Sequence Parallelism for Inference: Part 1

23 Dec, 2025

Introduction

Nd+ parallelism techniques are often invented for training first, then adapted for inference. Most techniques have seen great success in today’s inference world (both individually and together). However, Sequence Parallelism has not seen wide adoption in the open source world. If you look at vLLM or SGLang today, sequence parallelism is either in not-so-active development or completely deprioritized.

As a huge fan of low time-to-first-token (TTFT) long-sequence inference (motivated by my work at Augment Code—check us out!), this greatly saddens me. This blog series aims to bring back some love for Sequence Parallelism for Inference.

💔 Another embarrassing reason for this blog series is because I have spent ungodly hours re-inventing Sequence Parallelism variants and begrudgingly realized that many of my so-called original ideas were just from papers I read back in school (many such cases). So I decided to sit down and write to prevent another poor soul (and my future self) from wasting time re-deriving the basics of Sequence Parallelism

This blog series solely focus on prefill time-to-first-token. If you care about memory overhead (weight + KV cache) or decode time-per-output-token then consider using Sequece Parallelism in conjunction with other techniques like other parallelisms, quantization, prefill-decode disaggregation, page/radix attention, etc.

Notation

$N$ is the tensor size
$p$ is the number of devices
$B$ is batch size
$T$ is sequence length
$nkv \text{ and } nq$ denote number of kv heads and q heads respectively.
$d$ is headdim
$H$ is hidden dimension, $H = nq \times d$
$\ll$ means order of magnitude smaller

What is Sequence Parallelism (SP)?

In one sentence: sequence parallelism shards the input along the sequence dimension across devices, and subsequent operations—such as ResidualAdd, LayerNorm, and MatMuls—are performed on these partitioned sequences. Attention is the only exception, where tokens are dependent (causal) and often require either full KV and/or full Q for computation.

The idea sounds simple enough, but in reality there are many sequence parallelism variants. Before we dive deeper into different SP variants, let’s take a quick detour to explain why Tensor Parallelism isn’t good enough for low-latency prefill.

Why is Tensor Parallelism (TP) not good enough?
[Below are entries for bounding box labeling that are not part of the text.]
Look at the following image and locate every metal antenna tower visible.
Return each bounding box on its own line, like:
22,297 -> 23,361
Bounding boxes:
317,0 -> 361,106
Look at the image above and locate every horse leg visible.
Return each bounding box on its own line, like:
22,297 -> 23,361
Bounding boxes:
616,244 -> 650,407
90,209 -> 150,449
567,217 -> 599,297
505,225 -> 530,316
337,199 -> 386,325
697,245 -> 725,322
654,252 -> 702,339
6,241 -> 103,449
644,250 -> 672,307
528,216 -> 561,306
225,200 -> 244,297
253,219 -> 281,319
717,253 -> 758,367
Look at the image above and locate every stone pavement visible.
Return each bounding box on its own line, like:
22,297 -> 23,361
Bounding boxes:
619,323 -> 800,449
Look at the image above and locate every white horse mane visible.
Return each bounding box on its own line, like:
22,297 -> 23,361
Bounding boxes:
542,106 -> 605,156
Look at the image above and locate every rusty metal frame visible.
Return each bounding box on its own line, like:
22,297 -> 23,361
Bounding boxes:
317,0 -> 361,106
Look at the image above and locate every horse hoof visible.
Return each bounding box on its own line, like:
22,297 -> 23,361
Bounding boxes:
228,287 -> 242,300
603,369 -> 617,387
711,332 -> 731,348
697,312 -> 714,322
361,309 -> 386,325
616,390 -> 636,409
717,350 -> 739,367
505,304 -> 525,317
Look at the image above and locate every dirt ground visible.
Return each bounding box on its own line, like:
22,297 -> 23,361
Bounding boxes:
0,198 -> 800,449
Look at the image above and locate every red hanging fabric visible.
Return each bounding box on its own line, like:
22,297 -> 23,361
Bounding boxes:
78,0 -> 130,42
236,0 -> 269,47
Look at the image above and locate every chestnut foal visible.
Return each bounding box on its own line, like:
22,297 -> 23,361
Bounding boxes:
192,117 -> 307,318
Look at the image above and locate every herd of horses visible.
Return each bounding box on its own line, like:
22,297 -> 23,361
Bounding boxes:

To reduce TTFT, the first thought is to apply a higher degree of TP. During prefill, as we increase TP degree, both attention computation and MLP scale down roughly linearly. However:

LayerNorm computation does not scale with more devices

LN is a point-wise operation on input activation, which is not sharded during TP. Moreover, when we say LN scales, it’s not computation that scales but rather memory I/O. Point-wise operations are more memory bandwidth-bounded than compute-bounded. Shorter sequence length means less I/O during LN

All-Reduce communication volume increases with more devices

For ring-based All-Reduce, the per-device communication volume is $\frac{2 \times (p - 1) \times N }{p}$. As TP degree grows, this volume increases by 1x (TP=2), 1.5x (TP=4), and 1.75x (TP=8)
Furthermore, we have to do 2 All-Reduces during TP, one after output projection (O proj) and another after ffn2 (or shrink), both of which have $N = B \times T \times H$

For latency-sensitive applications, this is simply not good enough. The solution is, as you’ve guessed from the title, Sequence Parallelism (and friends)!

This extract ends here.